Liquidity Risk: Secondary market liquidity for tokenized sukuk is developing but remains thin compared to conventional sukuk. Investors in tokenized sukuk should be prepared for wider bid-ask spreads and lower trading volumes than equivalent conventional instruments during the market development phase.

The tokenized sukuk framework represents Saudi Arabia’s most mature digital securities vertical, demonstrating that blockchain-native Islamic fixed-income issuance is commercially viable at scale. With SAR 850 million already issued and the sovereign digital sukuk program targeting 2027 launch, the pathway from pilot to production-scale market is clear.
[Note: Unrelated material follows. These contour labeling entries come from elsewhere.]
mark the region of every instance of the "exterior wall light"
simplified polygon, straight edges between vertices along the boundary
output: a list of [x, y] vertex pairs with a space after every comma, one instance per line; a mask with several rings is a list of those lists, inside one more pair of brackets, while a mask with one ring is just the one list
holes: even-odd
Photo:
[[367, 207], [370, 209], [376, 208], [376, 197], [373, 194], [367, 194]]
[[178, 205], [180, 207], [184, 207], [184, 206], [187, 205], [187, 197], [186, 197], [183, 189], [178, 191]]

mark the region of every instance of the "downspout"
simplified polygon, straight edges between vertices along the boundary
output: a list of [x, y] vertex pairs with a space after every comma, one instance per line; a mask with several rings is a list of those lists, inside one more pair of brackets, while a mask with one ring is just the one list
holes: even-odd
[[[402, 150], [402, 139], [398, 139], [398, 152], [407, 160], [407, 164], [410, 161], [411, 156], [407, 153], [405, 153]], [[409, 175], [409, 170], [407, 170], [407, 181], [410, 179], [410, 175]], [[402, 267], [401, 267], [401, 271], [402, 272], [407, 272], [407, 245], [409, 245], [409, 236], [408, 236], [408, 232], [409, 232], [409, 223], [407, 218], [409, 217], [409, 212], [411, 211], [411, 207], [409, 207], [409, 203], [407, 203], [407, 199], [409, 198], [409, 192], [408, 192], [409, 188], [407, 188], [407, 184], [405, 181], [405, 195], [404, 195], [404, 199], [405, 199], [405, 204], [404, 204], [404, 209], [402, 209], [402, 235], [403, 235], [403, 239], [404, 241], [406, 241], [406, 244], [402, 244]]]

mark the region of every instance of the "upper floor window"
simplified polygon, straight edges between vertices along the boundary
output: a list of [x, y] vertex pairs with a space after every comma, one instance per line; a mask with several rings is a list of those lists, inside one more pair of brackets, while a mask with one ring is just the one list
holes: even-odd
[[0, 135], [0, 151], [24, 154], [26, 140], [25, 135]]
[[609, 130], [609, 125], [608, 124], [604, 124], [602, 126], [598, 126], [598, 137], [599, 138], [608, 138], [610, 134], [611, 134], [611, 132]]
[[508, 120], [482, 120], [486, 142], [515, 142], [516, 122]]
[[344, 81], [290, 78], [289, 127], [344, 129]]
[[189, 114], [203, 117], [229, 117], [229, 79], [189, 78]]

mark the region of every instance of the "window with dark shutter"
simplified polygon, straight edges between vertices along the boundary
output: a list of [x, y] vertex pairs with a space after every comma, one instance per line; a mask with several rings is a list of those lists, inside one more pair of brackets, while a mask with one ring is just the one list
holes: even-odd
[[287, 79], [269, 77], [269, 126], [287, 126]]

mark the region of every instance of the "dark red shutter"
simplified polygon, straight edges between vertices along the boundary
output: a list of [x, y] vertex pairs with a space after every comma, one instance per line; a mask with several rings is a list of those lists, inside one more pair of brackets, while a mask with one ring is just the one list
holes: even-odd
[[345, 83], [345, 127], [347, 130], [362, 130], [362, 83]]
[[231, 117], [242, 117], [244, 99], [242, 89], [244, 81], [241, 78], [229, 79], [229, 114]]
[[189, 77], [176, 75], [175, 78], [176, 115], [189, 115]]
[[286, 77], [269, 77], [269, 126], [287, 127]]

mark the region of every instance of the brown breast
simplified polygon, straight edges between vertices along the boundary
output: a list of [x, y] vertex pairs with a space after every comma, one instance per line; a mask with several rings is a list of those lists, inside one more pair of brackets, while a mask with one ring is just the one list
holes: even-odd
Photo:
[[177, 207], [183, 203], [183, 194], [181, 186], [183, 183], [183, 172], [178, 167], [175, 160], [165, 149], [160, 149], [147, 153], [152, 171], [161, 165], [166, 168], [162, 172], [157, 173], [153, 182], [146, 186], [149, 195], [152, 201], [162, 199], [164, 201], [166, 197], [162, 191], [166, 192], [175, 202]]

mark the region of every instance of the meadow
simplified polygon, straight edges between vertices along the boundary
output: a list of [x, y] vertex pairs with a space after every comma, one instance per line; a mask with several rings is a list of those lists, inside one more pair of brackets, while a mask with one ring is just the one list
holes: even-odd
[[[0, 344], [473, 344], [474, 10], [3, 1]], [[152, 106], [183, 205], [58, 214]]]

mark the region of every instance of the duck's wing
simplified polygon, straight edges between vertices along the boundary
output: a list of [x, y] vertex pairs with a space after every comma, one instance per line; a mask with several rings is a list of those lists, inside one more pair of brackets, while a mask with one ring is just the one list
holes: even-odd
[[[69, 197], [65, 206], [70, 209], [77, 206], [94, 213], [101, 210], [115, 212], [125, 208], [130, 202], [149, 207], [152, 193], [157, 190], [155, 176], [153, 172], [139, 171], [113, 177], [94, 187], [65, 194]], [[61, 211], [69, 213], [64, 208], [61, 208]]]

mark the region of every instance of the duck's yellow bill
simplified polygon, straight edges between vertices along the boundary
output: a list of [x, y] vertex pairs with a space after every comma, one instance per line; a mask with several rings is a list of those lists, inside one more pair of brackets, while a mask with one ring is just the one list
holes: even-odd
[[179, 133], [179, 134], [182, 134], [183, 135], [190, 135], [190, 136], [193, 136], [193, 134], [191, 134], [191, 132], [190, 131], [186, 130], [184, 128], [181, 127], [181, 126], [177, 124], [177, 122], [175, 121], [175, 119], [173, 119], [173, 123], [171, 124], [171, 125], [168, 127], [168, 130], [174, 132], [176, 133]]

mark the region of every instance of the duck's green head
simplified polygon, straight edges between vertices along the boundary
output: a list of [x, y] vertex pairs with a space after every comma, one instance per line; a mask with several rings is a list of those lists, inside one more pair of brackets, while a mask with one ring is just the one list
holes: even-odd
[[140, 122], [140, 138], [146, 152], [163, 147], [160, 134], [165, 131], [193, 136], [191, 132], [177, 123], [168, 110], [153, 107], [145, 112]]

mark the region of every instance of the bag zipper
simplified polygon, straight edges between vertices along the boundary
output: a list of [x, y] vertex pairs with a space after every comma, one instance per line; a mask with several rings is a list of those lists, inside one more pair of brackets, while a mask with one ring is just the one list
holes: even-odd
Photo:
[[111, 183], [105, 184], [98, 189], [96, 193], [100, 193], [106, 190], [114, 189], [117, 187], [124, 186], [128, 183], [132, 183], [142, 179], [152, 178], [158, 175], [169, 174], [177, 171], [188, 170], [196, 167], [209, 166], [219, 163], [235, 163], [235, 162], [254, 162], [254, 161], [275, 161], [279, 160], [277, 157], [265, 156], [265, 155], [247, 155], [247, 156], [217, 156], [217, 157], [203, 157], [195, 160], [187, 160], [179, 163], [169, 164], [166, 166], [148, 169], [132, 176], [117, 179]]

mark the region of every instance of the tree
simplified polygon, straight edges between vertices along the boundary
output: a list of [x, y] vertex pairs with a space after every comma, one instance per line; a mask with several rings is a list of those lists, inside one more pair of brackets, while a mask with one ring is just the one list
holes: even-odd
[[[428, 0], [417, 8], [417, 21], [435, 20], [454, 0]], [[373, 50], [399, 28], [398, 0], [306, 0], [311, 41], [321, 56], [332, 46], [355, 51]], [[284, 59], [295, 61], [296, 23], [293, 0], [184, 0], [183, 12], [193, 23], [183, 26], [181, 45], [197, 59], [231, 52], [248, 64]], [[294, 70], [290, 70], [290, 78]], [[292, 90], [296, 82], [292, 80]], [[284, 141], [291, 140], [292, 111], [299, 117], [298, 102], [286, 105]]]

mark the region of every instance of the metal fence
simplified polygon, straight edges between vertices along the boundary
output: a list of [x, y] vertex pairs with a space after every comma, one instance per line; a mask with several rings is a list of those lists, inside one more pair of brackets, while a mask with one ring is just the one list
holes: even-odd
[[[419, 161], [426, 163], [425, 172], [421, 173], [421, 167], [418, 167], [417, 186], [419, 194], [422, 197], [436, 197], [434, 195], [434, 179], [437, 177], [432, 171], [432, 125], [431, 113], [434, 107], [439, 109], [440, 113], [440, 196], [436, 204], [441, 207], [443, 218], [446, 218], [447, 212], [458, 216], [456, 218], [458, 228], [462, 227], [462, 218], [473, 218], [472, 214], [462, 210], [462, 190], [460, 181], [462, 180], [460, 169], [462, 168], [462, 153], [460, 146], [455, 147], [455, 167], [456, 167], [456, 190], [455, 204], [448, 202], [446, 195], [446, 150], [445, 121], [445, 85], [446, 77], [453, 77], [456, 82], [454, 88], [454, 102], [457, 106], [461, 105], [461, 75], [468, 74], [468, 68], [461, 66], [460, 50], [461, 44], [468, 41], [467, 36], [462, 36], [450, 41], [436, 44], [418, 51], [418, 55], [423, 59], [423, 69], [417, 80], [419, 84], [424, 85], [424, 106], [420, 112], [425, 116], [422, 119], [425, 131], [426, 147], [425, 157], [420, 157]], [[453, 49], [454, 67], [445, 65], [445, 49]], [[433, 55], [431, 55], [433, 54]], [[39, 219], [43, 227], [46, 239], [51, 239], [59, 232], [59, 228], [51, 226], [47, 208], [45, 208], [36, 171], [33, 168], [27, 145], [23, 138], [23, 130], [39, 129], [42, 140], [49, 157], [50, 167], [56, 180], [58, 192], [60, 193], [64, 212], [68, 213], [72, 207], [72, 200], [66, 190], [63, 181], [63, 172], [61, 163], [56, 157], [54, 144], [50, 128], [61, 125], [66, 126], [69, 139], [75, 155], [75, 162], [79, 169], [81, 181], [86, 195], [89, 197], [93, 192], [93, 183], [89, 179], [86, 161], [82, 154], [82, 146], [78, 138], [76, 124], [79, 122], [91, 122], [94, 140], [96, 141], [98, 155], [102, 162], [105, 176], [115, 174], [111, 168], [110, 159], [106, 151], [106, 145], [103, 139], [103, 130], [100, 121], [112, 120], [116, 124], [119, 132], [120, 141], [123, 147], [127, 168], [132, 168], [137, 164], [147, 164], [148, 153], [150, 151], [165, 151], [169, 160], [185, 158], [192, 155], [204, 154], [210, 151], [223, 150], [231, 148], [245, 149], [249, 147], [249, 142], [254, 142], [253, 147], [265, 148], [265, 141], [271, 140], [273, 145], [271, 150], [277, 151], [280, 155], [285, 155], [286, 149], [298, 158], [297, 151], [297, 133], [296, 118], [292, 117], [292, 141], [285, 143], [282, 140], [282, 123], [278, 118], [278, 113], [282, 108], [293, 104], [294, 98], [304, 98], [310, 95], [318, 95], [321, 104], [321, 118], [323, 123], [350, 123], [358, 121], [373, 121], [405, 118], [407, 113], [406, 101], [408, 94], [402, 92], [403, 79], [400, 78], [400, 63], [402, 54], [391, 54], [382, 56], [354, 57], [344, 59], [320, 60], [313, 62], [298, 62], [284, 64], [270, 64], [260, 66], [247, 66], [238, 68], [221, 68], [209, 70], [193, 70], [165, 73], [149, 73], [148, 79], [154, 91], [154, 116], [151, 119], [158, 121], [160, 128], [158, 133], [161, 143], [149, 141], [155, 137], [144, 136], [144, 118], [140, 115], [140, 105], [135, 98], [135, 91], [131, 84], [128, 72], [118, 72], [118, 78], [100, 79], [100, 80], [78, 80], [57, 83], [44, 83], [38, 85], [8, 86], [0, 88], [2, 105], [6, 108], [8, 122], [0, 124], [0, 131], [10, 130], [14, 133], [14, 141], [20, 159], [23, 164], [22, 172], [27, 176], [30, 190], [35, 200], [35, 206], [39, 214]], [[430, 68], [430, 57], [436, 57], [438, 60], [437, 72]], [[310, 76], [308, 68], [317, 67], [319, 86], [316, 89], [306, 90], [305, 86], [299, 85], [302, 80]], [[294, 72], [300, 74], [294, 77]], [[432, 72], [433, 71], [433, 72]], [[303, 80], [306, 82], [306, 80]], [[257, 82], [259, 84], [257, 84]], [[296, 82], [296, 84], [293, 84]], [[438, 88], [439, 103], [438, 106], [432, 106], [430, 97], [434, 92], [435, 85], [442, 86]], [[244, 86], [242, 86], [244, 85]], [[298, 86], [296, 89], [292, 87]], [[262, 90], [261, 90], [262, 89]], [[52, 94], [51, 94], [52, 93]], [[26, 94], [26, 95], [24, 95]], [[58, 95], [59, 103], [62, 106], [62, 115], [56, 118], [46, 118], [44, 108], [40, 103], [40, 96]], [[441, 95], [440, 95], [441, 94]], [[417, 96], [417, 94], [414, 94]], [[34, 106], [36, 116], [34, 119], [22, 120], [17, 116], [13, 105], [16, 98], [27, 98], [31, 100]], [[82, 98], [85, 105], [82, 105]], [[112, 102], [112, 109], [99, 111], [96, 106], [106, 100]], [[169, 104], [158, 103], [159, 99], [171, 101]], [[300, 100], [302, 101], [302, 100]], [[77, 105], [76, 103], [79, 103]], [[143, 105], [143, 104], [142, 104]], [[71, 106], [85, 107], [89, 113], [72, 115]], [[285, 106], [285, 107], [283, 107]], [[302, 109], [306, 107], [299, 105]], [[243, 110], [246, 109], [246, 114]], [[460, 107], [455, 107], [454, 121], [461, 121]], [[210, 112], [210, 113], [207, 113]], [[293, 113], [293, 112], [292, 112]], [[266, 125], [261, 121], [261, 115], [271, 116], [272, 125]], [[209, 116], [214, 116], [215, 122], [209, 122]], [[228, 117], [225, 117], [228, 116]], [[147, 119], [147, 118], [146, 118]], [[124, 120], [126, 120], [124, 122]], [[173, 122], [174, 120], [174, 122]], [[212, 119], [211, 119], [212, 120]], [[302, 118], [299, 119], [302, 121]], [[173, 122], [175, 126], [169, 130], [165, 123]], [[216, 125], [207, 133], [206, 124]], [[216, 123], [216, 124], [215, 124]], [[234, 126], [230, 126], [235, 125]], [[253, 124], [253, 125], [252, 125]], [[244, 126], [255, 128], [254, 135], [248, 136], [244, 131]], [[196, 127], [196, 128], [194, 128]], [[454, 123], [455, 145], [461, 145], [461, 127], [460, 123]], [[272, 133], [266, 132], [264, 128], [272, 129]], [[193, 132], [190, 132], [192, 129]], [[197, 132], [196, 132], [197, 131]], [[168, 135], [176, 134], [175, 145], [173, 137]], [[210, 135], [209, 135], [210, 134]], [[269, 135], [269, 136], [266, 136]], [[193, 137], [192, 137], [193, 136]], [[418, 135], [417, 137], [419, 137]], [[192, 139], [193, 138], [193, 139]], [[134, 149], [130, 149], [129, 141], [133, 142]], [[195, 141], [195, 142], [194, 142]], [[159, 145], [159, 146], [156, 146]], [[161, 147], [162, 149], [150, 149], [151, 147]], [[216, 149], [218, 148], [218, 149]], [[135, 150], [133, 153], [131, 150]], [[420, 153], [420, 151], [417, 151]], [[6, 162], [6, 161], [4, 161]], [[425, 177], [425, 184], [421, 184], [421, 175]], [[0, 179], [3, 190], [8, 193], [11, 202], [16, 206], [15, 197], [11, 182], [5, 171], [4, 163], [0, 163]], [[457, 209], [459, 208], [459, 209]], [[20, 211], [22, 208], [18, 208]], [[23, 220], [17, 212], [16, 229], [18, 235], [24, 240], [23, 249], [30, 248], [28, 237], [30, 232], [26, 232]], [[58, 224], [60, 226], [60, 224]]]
The framework’s integration of Sharia compliance, CMA regulation, and Tadawul infrastructure creates a uniquely Saudi model for Islamic digital securities that no other jurisdiction has replicated. The $250 billion Saudi sukuk market provides unmatched scale for tokenization — even the current SAR 850 million in tokenized sukuk represents just 0.03% of the addressable market. The growth potential from 0.03% to the CMA’s 2030 target of 6% penetration represents one of the largest tokenization opportunities in global capital markets, and one that Saudi Arabia’s institutional infrastructure is uniquely positioned to capture.

Saudi Arabia’s role as the world’s largest sukuk jurisdiction, combined with its FATF membership and the CMA’s comprehensive regulatory framework, creates a uniquely strong foundation for tokenized sukuk. The Kingdom’s AML/CFT compliance architecture — including real-time blockchain analytics, travel rule enforcement, and enhanced due diligence for cross-border transactions — ensures that tokenized sukuk meet the institutional standards required by sovereign wealth funds, pension funds, and central banks that collectively manage the majority of global Islamic fixed-income allocations. As the sovereign digital sukuk program launches in 2027, the framework proven through SAR 850 million in corporate issuance will scale to government-grade volumes, establishing the operational template for Islamic digital finance globally.

The CMA has issued 68 capital market permits to date, reinforcing the institutional licensing depth that supports the tokenized sukuk issuance pipeline.